Armenia - Zaruhi Postanjian, a parliament deputy from the opposition Zharangutyun (Heritage) party.
Armenia - Zaruhi Postanjian, a parliament deputy from the opposition Zharangutyun (Heritage) party.
An outspoken Armenian opposition parliamentarian on Friday described as undemocratic Russia’s disputed parliamentary elections and criticized Armenia’s government for hailing their official results.

Zaruhi Postanjian of the opposition Zharangutyun (Heritage) party monitored the weekend elections along with other international observers representing the Council of Europe. Postanjian said she visited two dozen polling stations across Moscow on voting day and witnessed serious violations in most of them.

“Voting was open,” Postanjian told RFE/RL’s Armenian service (Azatutyun.am). “People could come and vote in groups. The most interesting things occurred when they started counting ballots.”

Postanjian said that at one of the polling stations nearly half of some 600 ballots cast for Prime Minister Vladimir Putin’s United Russia Party were tied or folded together. She portrayed that as evidence of ballot stuffing.
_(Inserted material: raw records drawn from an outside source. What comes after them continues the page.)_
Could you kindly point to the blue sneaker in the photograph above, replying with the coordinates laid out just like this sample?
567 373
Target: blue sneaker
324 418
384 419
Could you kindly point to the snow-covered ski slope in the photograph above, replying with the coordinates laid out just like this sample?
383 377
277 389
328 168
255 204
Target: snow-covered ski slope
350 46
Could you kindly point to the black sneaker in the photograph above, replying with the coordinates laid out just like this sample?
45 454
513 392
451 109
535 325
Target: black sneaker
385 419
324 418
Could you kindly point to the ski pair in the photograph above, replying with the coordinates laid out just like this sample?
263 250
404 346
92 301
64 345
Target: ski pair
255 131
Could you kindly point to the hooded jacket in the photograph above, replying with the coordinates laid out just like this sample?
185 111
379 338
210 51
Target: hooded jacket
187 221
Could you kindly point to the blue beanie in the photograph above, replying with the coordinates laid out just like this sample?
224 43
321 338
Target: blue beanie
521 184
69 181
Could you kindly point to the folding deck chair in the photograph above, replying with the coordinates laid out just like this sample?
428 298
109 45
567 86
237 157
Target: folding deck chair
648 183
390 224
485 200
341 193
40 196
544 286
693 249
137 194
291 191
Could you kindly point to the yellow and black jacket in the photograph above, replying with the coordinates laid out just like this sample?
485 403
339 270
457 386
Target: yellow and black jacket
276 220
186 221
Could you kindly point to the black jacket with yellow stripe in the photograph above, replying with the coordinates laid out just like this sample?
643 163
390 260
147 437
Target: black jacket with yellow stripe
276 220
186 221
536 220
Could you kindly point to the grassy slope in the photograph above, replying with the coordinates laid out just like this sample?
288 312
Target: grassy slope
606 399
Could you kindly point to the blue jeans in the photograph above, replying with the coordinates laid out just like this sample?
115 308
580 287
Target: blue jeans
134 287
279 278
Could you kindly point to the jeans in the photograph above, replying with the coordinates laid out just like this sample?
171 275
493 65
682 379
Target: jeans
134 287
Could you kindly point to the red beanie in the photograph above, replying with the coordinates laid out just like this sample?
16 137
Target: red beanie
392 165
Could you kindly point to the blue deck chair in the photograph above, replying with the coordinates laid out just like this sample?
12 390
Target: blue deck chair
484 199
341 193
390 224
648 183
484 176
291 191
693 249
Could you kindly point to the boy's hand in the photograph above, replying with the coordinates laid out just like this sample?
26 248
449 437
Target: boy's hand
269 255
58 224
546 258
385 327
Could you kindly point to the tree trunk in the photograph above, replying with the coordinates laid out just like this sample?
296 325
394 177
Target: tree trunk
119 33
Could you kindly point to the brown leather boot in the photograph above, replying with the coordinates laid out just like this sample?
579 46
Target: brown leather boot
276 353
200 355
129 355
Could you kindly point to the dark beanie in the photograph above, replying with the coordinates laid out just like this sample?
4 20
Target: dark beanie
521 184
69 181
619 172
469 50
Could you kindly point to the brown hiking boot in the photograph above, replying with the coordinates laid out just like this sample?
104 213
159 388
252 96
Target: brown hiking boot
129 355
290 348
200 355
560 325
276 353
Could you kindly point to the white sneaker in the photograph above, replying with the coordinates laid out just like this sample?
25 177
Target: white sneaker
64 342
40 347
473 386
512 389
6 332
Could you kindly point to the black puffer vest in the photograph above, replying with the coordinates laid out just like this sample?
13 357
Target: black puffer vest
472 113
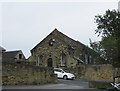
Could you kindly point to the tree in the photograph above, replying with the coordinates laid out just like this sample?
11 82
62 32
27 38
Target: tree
108 27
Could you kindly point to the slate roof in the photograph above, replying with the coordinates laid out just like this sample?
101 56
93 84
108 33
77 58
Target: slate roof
64 38
2 49
9 55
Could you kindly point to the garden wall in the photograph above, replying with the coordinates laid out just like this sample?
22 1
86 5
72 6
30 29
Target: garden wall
24 74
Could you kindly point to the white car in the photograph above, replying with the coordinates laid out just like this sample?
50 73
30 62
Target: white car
62 74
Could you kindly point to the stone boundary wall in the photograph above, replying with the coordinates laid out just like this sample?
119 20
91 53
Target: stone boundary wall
25 74
104 72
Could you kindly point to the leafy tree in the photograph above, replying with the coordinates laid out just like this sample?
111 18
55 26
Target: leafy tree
108 27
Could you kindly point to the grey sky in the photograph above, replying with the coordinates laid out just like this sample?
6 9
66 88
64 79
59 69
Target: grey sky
25 24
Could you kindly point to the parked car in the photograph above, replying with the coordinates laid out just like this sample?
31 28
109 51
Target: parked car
116 86
62 74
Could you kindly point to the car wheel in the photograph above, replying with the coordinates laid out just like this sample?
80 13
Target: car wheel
65 77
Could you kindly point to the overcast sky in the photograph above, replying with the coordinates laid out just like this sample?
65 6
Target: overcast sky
25 24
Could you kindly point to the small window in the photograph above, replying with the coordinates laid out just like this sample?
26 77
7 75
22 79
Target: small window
20 56
63 59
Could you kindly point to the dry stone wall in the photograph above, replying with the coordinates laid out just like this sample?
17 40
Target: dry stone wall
24 74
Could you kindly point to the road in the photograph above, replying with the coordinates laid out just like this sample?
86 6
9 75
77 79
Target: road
62 84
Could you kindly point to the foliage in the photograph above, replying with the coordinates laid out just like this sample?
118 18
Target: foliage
108 27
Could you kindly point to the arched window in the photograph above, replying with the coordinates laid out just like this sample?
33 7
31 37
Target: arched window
39 60
63 59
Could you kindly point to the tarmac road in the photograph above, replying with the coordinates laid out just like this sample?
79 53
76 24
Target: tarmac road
61 85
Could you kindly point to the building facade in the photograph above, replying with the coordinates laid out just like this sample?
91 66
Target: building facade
58 50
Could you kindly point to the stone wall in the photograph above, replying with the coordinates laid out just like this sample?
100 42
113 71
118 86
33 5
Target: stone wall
24 74
104 72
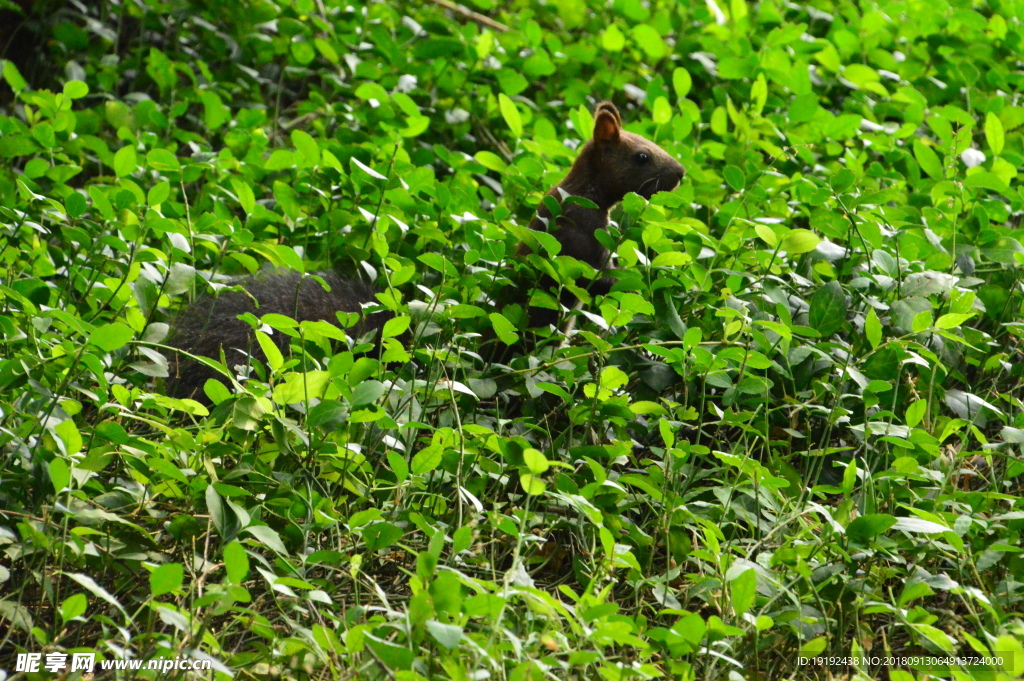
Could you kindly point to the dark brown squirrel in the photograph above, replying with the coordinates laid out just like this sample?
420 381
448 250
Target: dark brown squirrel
211 324
610 165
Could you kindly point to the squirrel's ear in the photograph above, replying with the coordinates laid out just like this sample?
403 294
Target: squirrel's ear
610 108
606 124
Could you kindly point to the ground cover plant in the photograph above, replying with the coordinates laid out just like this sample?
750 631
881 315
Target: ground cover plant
791 432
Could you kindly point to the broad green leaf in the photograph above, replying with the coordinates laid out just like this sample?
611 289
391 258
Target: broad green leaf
511 115
993 132
872 329
800 241
928 159
168 578
828 307
125 161
681 82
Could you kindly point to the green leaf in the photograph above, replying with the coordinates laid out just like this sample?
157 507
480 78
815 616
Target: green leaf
307 147
125 161
236 562
111 337
426 460
166 579
915 412
681 82
448 635
866 527
510 114
650 41
734 176
59 472
927 159
504 329
162 161
396 326
872 329
951 321
13 77
662 112
612 39
75 89
800 241
993 132
368 392
744 590
74 606
381 535
828 307
245 194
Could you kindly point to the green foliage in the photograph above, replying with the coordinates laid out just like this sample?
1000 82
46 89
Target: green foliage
793 428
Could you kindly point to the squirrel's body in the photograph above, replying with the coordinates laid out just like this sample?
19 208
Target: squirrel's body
610 165
211 324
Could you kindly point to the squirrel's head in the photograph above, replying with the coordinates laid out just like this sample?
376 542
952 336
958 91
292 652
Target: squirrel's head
617 162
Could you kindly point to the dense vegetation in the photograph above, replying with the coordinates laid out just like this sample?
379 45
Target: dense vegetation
793 428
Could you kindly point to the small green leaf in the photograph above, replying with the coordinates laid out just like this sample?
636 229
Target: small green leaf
510 114
612 39
951 321
766 235
662 113
245 194
426 460
927 159
915 412
59 472
381 535
158 194
162 161
448 635
307 147
368 392
827 312
681 82
74 606
744 590
166 579
800 241
993 132
111 337
125 161
236 562
76 89
13 77
872 329
734 176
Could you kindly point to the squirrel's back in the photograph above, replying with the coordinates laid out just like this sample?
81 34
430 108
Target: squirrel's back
211 323
613 163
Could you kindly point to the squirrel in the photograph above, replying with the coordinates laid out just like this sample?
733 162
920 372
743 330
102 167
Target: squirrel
211 323
610 165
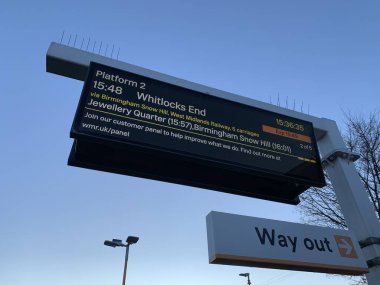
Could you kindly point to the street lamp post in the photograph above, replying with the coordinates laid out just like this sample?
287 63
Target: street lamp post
246 275
118 242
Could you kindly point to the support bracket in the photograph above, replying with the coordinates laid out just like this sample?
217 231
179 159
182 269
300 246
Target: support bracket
342 153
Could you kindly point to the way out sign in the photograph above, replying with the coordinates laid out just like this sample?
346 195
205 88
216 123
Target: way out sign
249 241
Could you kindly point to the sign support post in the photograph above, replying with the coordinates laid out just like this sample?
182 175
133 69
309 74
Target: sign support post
352 196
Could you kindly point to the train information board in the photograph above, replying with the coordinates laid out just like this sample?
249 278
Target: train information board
121 107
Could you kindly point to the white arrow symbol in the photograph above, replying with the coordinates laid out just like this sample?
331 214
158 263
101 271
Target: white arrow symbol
345 245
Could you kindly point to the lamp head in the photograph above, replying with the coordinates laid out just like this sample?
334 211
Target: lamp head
110 243
132 239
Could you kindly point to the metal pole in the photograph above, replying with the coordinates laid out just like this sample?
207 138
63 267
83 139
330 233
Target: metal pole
249 281
351 194
125 262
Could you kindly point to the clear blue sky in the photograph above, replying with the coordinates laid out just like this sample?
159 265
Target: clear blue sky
322 55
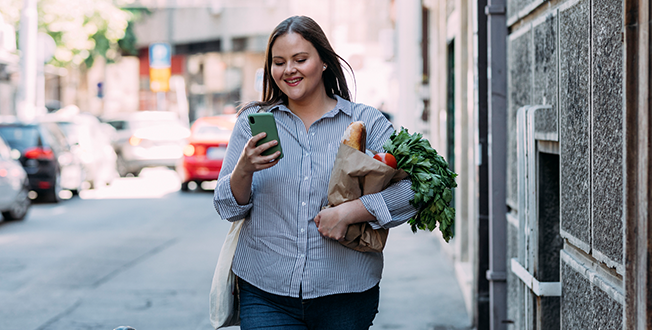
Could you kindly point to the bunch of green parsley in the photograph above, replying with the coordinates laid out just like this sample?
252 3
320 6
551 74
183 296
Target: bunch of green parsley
432 181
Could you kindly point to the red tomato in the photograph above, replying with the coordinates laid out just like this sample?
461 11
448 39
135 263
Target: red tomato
386 158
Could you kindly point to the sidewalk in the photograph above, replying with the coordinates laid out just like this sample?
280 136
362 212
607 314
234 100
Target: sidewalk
419 290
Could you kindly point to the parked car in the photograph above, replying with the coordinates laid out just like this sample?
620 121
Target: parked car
203 155
147 139
46 157
14 186
90 141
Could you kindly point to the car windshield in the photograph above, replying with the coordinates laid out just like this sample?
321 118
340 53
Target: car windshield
71 131
20 137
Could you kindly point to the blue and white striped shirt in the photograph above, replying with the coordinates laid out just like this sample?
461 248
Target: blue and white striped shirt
280 250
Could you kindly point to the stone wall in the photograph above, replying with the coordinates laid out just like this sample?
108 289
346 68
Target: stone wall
569 54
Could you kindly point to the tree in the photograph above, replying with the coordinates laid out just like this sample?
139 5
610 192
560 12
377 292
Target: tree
81 29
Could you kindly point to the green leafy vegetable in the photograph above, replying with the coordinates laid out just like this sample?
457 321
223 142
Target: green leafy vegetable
432 181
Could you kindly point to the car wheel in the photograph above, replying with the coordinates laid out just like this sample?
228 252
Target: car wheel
19 208
52 195
122 167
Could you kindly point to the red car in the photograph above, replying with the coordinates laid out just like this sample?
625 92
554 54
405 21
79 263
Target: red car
202 157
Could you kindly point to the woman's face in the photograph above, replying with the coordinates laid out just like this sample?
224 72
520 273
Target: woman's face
297 68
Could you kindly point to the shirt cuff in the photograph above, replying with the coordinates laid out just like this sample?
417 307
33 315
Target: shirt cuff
375 204
226 204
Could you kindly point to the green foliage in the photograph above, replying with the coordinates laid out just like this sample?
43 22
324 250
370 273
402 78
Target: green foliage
82 30
432 181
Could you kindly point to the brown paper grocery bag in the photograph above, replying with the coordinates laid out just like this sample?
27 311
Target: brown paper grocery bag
355 174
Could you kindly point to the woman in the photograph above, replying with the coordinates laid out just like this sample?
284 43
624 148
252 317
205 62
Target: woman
293 272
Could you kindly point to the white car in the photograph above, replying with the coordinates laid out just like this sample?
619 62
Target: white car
90 142
147 139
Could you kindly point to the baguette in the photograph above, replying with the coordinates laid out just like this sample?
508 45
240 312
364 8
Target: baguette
355 136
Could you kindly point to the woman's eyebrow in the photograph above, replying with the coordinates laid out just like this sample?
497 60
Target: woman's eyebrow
297 54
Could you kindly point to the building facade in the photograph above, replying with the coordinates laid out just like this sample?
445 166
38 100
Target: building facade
570 249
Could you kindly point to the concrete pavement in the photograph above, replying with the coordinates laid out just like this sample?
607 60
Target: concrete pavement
419 290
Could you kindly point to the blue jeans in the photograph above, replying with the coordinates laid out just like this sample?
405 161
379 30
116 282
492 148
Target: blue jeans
346 311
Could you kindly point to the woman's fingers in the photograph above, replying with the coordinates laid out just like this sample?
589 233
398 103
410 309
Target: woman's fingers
252 158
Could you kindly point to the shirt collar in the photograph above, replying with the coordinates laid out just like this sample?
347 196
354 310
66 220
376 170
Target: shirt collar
342 105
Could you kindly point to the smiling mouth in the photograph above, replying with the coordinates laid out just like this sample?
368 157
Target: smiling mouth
293 81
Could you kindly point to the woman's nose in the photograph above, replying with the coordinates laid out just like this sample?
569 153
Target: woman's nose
290 69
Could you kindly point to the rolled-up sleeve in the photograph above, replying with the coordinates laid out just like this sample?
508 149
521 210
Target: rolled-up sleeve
391 207
223 200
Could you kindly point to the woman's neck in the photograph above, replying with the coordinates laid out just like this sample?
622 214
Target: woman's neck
311 110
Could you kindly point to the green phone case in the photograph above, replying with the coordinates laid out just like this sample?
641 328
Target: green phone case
264 122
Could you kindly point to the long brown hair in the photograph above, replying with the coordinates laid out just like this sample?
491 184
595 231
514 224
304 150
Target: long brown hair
333 76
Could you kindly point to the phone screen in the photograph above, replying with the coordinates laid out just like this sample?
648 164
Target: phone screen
265 122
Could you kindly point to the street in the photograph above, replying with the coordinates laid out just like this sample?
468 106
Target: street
141 253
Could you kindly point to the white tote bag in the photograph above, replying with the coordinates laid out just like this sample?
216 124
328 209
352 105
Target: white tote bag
223 300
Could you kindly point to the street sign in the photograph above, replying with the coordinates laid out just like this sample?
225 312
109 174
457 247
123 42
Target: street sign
159 67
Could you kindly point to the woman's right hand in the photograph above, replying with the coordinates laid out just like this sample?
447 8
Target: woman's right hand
251 159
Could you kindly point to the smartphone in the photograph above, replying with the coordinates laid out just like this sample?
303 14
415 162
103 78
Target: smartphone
265 122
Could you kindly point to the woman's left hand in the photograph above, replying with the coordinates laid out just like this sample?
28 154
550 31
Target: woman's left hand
334 221
331 224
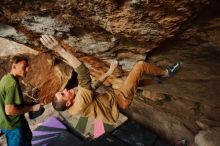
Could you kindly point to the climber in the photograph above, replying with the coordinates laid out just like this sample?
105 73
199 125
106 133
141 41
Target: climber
12 109
85 102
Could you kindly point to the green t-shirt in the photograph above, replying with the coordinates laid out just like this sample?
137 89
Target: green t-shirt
10 93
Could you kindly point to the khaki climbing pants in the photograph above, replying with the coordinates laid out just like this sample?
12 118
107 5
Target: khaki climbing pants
125 93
“Commission members realized that we noticed this,” she said. “They sad, ‘Well, people came and voted with families, it’s customary here.’”

Official vote results showed United Russia winning almost half of the vote, just about enough to retain its majority in the State Duma, the lower house of Russia’s parliament. The Russian government insists that the vote was free and fair.

The Organization for Security and Cooperation in Europe (OSCE) called it flawed, however, reporting serious problems in the counting process. Its election monitoring mission said the contest was slanted in favor of Putin’s party.

But Artak Davtian, a parliament deputy from the ruling Republican Party of Armenia (HHK) who also took part in the OSCE observer mission, insisted on Friday that he witnessed no serious irregularities in any of the 12 Moscow precincts visited by him. He said there were only minor “technical problems” in some of them.

Davtian also dismissed Postanjian’s criticism of the Kremlin’s handling of the polls. “Frankly, I would be surprised if Ms. Postanjian expressed a different opinion because this is what she always says,” he told RFE/RL’s Armenian service (Azatutyun.am). “That is her right, I respect her right to express an opinion but don’t agree with it.”

Both President Serzh Sarkisian and Prime Minister Tigran Sarkisian have congratulated United Russia in separate letters to their Russian counterparts.

Postanjian scoffed at that stance, saying that the Armenian government itself has failed to hold elections widely recognized as free and fair. “Since our authorities were also not elected in legitimate ways, they showed solidarity on that front,” she said. “One illegitimate government congratulated another one.”